Iran’s foreign minister reaffirmed last week his country’s right to execute people for homosexual behavior.
Mohammad Javad Zarif defended the practice of killing gay people by saying that “these are moral principles concerning the behavior of people in general,” in an interview with German magazine Bild.
After the comments became public, the Jerusalem Post contacted U.S. ambassador to Germany Richard Grenell, who said that such behavior from Iran “[violates] basic UN principles. UN members should agree with the Declaration in order to be members. Criminalizing homosexuality violates the Declaration, plain and simple.”
Iran is not the only country to prosecute homosexuality, which is punishable by death in 11 other countries: Yemen, Brunei, Mauritania, Nigeria, Qatar, Saudi Arabia, Afghanistan, Somalia, Sudan, United Arab Emirates, and Pakistan.

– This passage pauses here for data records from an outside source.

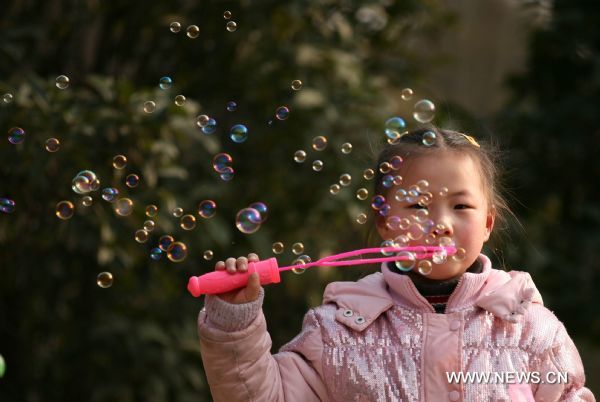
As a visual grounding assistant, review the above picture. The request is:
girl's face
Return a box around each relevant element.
[377,151,495,280]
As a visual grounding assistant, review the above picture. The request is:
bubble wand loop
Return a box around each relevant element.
[187,246,456,297]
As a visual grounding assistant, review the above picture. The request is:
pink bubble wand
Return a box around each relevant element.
[187,246,456,297]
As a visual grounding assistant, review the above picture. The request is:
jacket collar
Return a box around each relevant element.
[323,254,543,331]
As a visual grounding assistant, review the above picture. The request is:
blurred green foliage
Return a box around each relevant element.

Homosexuality is illegal according to Iran and punishable as long as the participants “are mature, of sound mind, and have acted of free will.” According to a Wikileaks article in 2008 Iran had killed around 4,000-6,000 gays from the Iranian Revolution in 1979 up to that point. Iran hanged a 19-year-old boy in 2016 after he was convicted of forced sodomy a year earlier. He had not been given access to a lawyer.